Bir gün sabah kalkıp da yıllardır yüzüne bakmadıklarının elini sıkanlar, hakaret ettiklerine methiye düzenler bir yanda. Biz durduğumuz yerde duruyoruz. ‘Terörsüz Türkiye diyemezsiniz.’ Diyoruz, ‘Terörsüz ve demokratik Türkiye istiyoruz’ diye söylüyoruz. Ama bir yandan ‘Efendim terörsüz Türkiye olsun ama demokrasi bunun ön şartı olmasın.’ Yok ya, ne olacak? Sen burada zulüm edeceksin, sonra öbür tarafta senin istediğin takvim bildiğin gibi işleyecek. Gelinen aşamada bazı uyarıları yapmamız gerekiyor. Komisyon faaliyetlerinin dar bir alana sıkıştırılmasından rahatsızız. İlk başta da söyledik: ‘Bu komisyon bir kişinin, bir partinin siyasi kariyer hesaplarıyla ve çeşitli al - ver hesaplarına alet edilecek bir komisyon değildir. Şehit ailelerini, gazileri üzmeden barışı getirmesi gereken, bu ülkenin parasını topa, tüfeğe, terörle mücadeleye değil; yoksullara, ihtiyaç duyanlara, geleceğine, gençlerine harcaması gereken bir süreçteyiz’ dedik.
Geldiğimiz noktada Meclis’te 10 partinin mutabakatla verdiği kanun teklifi dururken, Erdoğan ‘Efendim kayyım artık bir istisna olacak, kayyım atanan belediyeler olmayacak’ demişken, komisyon koca bir yazı yemişken, kayyım atanan 13 belediye orada duruyor. Üçü bizim, 10’u DEM’in.

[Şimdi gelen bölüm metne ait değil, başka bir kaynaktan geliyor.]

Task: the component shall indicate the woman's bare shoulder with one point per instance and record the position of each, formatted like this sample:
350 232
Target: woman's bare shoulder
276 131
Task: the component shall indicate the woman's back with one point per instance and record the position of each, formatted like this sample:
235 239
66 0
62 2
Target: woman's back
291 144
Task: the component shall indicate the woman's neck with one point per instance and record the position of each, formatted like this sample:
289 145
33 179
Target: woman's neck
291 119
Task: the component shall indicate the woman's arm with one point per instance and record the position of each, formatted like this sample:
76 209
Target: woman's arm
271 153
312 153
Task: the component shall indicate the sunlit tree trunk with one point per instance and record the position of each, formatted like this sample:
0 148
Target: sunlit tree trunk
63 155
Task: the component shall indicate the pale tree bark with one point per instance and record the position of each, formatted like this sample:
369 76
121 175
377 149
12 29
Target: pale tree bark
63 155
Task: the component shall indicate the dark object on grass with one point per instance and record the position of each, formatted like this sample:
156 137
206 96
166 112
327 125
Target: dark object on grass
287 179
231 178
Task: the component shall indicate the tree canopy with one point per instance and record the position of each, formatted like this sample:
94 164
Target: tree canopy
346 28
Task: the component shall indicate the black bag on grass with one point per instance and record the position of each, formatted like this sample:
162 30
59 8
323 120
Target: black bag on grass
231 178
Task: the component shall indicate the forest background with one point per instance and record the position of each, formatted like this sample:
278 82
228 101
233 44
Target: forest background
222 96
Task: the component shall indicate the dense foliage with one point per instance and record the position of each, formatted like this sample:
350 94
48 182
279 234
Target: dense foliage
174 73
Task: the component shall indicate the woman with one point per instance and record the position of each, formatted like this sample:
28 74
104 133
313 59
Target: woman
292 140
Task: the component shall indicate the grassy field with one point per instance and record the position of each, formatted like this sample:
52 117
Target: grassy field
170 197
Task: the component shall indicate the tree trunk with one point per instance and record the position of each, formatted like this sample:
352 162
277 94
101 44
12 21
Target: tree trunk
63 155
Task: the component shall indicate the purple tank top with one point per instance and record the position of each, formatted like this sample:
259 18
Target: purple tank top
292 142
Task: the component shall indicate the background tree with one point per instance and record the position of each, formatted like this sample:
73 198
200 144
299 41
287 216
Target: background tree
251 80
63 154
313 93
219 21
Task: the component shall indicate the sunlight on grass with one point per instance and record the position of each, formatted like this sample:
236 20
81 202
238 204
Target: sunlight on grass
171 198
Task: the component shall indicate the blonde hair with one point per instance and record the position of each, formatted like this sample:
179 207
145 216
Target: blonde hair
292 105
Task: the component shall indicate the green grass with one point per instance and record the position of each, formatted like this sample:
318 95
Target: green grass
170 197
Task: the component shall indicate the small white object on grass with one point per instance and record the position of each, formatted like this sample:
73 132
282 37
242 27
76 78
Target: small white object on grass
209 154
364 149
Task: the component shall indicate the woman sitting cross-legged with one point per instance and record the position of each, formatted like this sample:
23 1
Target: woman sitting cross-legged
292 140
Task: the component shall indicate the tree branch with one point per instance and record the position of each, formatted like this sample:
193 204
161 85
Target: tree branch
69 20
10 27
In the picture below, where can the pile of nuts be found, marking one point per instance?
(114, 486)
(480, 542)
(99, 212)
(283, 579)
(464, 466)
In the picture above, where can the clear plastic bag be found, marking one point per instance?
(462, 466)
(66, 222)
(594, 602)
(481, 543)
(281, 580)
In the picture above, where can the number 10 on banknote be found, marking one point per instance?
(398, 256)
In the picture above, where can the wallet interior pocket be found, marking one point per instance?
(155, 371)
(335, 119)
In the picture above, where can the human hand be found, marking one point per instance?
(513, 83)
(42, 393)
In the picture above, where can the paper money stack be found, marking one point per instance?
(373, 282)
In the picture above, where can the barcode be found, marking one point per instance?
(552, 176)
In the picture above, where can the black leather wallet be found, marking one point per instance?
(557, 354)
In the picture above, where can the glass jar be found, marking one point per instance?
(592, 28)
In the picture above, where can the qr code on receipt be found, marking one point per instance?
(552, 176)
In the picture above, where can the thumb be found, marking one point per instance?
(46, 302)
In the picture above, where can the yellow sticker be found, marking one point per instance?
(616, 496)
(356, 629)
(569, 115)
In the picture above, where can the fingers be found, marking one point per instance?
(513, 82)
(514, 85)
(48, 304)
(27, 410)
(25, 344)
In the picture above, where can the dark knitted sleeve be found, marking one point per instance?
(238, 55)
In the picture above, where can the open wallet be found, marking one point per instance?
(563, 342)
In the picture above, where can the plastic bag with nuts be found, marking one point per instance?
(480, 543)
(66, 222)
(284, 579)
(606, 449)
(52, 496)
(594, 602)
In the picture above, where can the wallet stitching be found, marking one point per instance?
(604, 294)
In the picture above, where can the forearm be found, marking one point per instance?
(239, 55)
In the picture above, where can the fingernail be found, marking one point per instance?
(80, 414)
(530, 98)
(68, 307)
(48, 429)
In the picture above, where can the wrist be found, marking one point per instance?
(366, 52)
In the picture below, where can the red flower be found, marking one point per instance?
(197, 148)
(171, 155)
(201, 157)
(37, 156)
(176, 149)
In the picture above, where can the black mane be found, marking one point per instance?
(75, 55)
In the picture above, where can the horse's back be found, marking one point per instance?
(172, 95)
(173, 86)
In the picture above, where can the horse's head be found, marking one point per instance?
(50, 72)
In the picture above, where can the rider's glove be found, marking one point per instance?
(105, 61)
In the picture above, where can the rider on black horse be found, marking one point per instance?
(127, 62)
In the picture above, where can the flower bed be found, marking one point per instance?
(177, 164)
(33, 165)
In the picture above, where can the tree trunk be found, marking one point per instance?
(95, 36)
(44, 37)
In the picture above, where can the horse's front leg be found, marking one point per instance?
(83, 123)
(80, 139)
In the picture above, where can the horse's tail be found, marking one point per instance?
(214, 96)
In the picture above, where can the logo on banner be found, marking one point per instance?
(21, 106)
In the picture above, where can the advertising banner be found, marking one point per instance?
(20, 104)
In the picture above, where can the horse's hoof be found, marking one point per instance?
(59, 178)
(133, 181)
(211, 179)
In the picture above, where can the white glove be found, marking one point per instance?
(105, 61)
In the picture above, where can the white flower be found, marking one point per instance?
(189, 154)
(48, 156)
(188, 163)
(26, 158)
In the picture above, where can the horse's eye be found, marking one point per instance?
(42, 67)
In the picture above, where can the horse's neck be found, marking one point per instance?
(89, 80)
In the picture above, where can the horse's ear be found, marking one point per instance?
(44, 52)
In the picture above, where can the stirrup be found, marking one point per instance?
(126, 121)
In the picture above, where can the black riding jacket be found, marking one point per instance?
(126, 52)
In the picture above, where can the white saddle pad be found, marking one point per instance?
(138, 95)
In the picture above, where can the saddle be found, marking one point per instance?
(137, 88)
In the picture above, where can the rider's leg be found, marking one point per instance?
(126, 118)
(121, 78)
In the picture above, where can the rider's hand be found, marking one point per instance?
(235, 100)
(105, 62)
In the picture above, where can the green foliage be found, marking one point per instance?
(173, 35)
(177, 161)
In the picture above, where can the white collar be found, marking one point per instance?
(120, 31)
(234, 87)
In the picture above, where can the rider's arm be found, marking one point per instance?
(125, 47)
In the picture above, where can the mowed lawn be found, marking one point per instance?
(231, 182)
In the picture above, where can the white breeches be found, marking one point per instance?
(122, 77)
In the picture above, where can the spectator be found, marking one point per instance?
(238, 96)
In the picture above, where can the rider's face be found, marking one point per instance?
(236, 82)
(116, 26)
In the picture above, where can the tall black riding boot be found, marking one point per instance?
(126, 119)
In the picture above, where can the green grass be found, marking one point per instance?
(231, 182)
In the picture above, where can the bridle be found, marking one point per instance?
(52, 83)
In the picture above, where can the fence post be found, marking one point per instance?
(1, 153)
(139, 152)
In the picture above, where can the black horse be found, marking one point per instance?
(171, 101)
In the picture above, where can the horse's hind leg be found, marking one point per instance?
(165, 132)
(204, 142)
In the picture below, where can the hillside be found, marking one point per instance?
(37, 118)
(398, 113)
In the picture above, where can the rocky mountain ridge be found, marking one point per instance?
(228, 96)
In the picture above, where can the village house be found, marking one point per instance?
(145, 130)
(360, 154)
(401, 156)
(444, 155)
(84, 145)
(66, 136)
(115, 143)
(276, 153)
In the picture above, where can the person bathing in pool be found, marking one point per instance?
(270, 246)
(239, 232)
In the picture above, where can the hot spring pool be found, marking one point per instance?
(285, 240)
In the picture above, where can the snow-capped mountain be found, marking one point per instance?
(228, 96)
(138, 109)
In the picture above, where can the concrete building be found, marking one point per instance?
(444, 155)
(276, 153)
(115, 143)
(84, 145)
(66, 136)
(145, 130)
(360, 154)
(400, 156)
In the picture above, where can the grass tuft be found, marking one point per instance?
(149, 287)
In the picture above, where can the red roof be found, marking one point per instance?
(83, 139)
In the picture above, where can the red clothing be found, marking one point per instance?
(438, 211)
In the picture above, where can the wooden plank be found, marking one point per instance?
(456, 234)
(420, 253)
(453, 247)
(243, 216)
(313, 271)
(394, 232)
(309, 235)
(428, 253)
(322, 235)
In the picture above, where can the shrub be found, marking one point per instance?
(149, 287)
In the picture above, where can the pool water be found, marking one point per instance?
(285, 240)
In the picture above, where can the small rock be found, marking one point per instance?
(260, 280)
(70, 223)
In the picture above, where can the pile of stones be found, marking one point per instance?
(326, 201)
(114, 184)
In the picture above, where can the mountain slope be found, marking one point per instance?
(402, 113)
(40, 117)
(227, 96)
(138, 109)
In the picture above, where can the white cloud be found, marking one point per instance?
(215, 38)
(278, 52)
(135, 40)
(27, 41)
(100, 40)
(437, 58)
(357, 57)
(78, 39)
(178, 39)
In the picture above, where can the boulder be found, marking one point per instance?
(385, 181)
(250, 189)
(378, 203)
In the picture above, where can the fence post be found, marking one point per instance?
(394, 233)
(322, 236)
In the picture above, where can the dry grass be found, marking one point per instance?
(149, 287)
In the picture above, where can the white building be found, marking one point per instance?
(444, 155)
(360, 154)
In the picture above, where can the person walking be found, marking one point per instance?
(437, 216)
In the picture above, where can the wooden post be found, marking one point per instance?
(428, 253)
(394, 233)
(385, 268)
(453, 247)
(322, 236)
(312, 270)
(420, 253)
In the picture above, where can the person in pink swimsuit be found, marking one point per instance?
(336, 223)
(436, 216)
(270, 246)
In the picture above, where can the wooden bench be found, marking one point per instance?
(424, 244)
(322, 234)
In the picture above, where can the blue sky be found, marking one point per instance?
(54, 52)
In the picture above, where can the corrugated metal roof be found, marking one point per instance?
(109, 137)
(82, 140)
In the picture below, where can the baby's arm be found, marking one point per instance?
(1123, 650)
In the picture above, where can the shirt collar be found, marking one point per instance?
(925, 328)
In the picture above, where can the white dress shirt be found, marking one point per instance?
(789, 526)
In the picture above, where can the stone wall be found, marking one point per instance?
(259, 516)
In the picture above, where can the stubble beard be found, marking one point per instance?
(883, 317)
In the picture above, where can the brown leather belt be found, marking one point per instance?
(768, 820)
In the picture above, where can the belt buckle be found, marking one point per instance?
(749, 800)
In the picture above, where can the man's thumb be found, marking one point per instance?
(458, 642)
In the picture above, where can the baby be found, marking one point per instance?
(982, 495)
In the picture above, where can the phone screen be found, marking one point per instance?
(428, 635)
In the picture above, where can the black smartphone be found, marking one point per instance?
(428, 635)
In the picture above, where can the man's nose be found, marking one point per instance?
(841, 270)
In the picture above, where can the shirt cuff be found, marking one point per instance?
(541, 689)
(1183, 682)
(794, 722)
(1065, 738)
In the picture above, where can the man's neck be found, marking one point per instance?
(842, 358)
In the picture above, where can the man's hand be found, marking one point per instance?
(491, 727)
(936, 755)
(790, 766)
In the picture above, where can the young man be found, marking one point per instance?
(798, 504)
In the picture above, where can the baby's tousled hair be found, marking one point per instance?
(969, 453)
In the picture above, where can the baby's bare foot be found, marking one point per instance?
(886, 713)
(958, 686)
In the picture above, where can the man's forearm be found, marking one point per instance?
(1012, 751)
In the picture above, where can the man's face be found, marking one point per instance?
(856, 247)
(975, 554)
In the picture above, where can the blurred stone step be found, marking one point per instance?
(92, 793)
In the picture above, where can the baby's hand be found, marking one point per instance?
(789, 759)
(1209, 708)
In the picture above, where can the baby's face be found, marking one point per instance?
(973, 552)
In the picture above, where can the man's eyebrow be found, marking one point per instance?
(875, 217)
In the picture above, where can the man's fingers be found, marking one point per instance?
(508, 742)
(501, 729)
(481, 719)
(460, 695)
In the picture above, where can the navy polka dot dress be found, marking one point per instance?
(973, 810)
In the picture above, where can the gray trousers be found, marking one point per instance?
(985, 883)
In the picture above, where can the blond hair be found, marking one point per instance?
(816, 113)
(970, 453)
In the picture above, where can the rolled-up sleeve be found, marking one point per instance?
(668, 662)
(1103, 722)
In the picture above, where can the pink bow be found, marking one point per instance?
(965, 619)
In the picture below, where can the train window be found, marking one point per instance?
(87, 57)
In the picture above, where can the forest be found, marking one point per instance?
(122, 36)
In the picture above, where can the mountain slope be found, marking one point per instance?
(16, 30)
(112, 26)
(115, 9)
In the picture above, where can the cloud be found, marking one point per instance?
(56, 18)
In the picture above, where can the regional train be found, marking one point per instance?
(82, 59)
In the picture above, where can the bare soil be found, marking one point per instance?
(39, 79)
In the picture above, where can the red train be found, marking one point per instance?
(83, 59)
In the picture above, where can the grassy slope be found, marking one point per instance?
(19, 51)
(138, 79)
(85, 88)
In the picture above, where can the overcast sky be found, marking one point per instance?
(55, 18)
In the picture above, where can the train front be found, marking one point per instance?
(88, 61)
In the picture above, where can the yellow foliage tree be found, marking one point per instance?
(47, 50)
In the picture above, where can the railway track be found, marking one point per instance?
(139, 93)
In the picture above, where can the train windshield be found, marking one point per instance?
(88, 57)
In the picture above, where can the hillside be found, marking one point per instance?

Diğer bir taraftan ‘Batıda seçim kazanamayacağı için Kürtler, CHP’nin listesinden birer - ikişer aday gösterilip CHP’ye oy vermek suretiyle batıdaki kentlerin yönetiminde söz sahibi edildiler.’ Bunun adı Kent Uzlaşısı iddianamesi. Kent Uzlaşısı suçlaması. Birisi sözünü söyleyemiyormuş, bir temsilci konmuş. Söz sahibi olmuş, bu terörle ilişkiliymiş. Bu ayıp ortada dururken, komisyon orada bir yandan dinliyor, dinliyor, dinliyor.
"DEVLET BAHÇELİ ÖNCE BİR YIL ÖNCE DEDİKLERİNE BAKACAK"
“Biz komisyona girerken de söyledik, bütün muhataplara da söyledik. ‘Anayasa tartışmalarına girmeyiz. Varsanız biz yokuz’ dedik. Oradaki güvenceden sonra buradayız. ‘Terörsüz Türkiye ama demokratik Türkiye’ dedik. Bir yandan ayların boşa gittiği, bir yandan farklı hesapların yapıldığı bir yerde değiliz. Devlet Bey kendi söylediklerine, kendi yaptıklarına bakmaz. ‘Efendim maksimalist talepler olmasın.’ Hangisi maksimalist talep? Demokrasi istemek, kardeşlik istemek, eşitlik istemek ne zamandan beri maksimalist talep oldu? Bir maksimalizm varsa, dünkü söylemiyle bugünkü söylemi arasında yaşadığı farktan onu Sayın Devlet Bahçeli bir yıl önceki prompter konuşmasıyla bugünkünü karşılaştırarak, hatta prompterdan çıkıp da kullandığı ifadelere bakacak önce. Ama diğer taraftan bu ülkenin gençlerinin birlikte yaşama iradesi var. Kürt’üyle Türk’üyle Laz’ıyla Çerkes’iyle Alevi’siyle Sünni’siyle, bu ülkenin gençlerinin çağı yakalaması lazım. Teknolojiye erişmesi lazım, en iyi eğitimi alması lazım. Hiçbir çocuğun doğduğunda kapatamayacağı kadar bir farkla öbüründen geride doğmaması lazım.Eğitimle, beslenmeyle, bütün imkanlarıyla bu ülkenin bütün gençlerinin geleceği güven duyması lazım. Beka sorunu dünyanın diğer ülkelerinin Türkiye’de hayal kurması değil, bu ülkenin gençlerinin dünyanın diğer ülkelerinde hayal kurmasıdır. Bunun önüne geçilmesi lazım. Vize sorunundan kurtulmak, teknolojiye erişim sorunundan kurtulmak, dünyanın en pahalı internetinden kurtulmak, okula aç gidip aç dönen çocuk sorunundan kurtulmak lazım. Bunun için hep beraber barış, kardeşlik, kaynakları doğru yere harcamak lazım. Bu iş 80 yaş üzeri üç, dört kişinin akran dayanışmasına kurban edilemez. Barış, kardeşlik, kalkınma, iş, aş, ortak bir gelecek için; ben 40’lı yaşlarını yeni doldurmuş birisiyim. Hem vallahi hem billahi ben de yaşlıyım. Dünyada böyle bir şey kalmadı. Bugün dünyayı 20’li yaşlarını tamamlayan iyi eğitimli, 30’lu yaşlarının başında cayır cayır beyinler ülkelerini şaha kaldırıyor. Demokraside de şaha kaldırıyor, kalkınmada da kaldırıyor. Bakmayın Amerika’nın başındaki soruna, bakmayın dünyayı yöneten otoriterlerin yaşına. Bu iş 80 yaş üstülerin akran dayanışmasıyla değil; Cumhuriyet’in tanımlamasıyla her yaştan gençlerin omuz omuza mücadelesiyle olacak.”